Created attachment 384152 [details]
postMessage with a long list of transferables

Over in the the Mapbox GL JS project, we've seen severe memory growth in WebKit and have been tracking the issue on https://github.com/mapbox/mapbox-gl-js/issues/8771. Severe memory growth means that the page's process can quickly jump to more than a gigabyte of memory when continually loading tiles (e.g. panning or zooming).

We've observed that this only happens when using web workers. We use web workers to load and process tiled map data for use with WebGL, then send it to the main thread. A typical tile can have up to a few hundred ArrayBuffers. We are using `postMessage` with an array of transferable objects to avoid buffer copies.

Furthermore, we've observed that _disabling_ transferable objects mostly fixes the memory growth issue and the process stays at ~500-600 MB.

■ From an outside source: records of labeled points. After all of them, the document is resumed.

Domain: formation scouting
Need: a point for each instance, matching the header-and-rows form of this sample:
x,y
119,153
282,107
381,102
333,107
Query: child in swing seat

I've dug in to find out why this happens:

When sending a message to another thread with `postMessage` (https://github.com/WebKit/webkit/blob/6a89f57fb9482c4f5afef8a863d7b0dc08ab7b94/Source/WebCore/workers/Worker.cpp#L133), WebKit creates a `SerializedScriptValue` object, passing in a list of transferable objects. The message gets serialized by the `CloneSerializer`, which adds indices to the ArrayBuffers stored directly in the `SerializedScriptValue` (https://github.com/WebKit/webkit/blob/6a89f57fb9482c4f5afef8a863d7b0dc08ab7b94/Source/WebCore/bindings/js/SerializedScriptValue.h#L120) object.

The message with the `SerializedScriptValue` gets pushed to the worker's or main thread's queue. Once the event get's dispatched (https://github.com/WebKit/webkit/blob/6a89f57fb9482c4f5afef8a863d7b0dc08ab7b94/Source/WebCore/workers/WorkerMessagingProxy.cpp#L120), a new `MessageEvent` object is created, which obtains ownership of the `SerializedScriptValue`.

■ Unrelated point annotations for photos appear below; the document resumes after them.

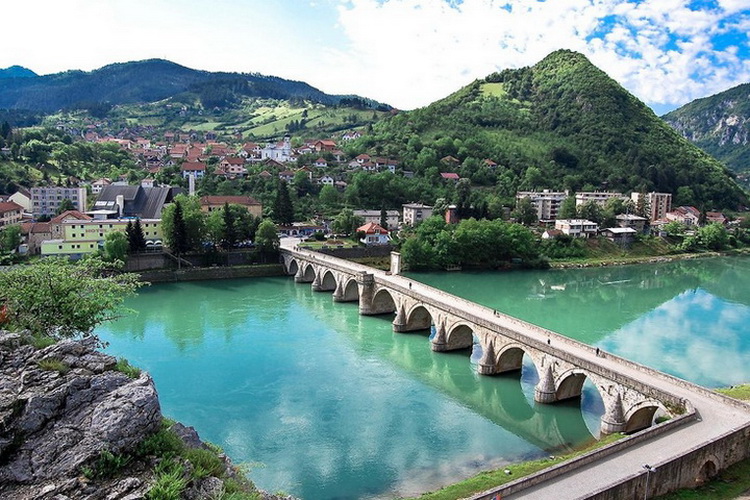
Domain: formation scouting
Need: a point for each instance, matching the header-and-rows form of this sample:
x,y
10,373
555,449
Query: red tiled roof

WebKit doesn't seem to garbage collect `MessageEvent` objects frequently enough. I instrumented `SerializedScriptValue` and found that it can accumulate several thousand of those objects until GC kicks in, causing the process to allocate more and more memory. This means it's not technically a leak, but still causes excessive memory growth.



A few other observations:

The `MessageEvent` has to actually be dispatched into JS land. If there's no event listener, the `SerializedScriptValue`s get destructed immediately when the message is processed on the other thread. This means that the mere creation of a `MessageEvent` doesn't cause the leak.

Memory grows regardless of whether the value is ever _deserialized_. I rebuilt WebKit with deserialization disabled entirely and still observed the memory growth caused by WebKit hanging on to `MessageEvent` objects.

While the memory growth is impacted by the byte count of the transferred ArrayBuffers, the _number_ of elements in the transferables list has at least an equal effect. I created a small benchmark that allocates zero-size ArrayBuffer, then adds the same object 8192 times to the list of transferables. This causes the vector allocated to hold the ArrayBufferContent objects to become pretty large even if all of its members are zero because WebKit filters duplicates.

When attaching a smallish ArrayBuffer to the `MessageEvent` object when it is _received_ by just executing `event.foo = new ArrayBuffer(32768)`, I was able to trigger GC of those `MessageEvent` objects much more frequently, mitigating the memory growth somewhat. This leads me to believe that GC isn't aware of the actual size of `MessageEvent` objects. It should be a combination of the byte size of the stored ArrayBuffers and the count of them.

I've used the GC Heap Inspector and it looks like the `MessageEvent` objects aren't referenced from a GC root.

The direction of transfer (worker → main, or main → worker) doesn't seem to matter for how frequently they are GCed.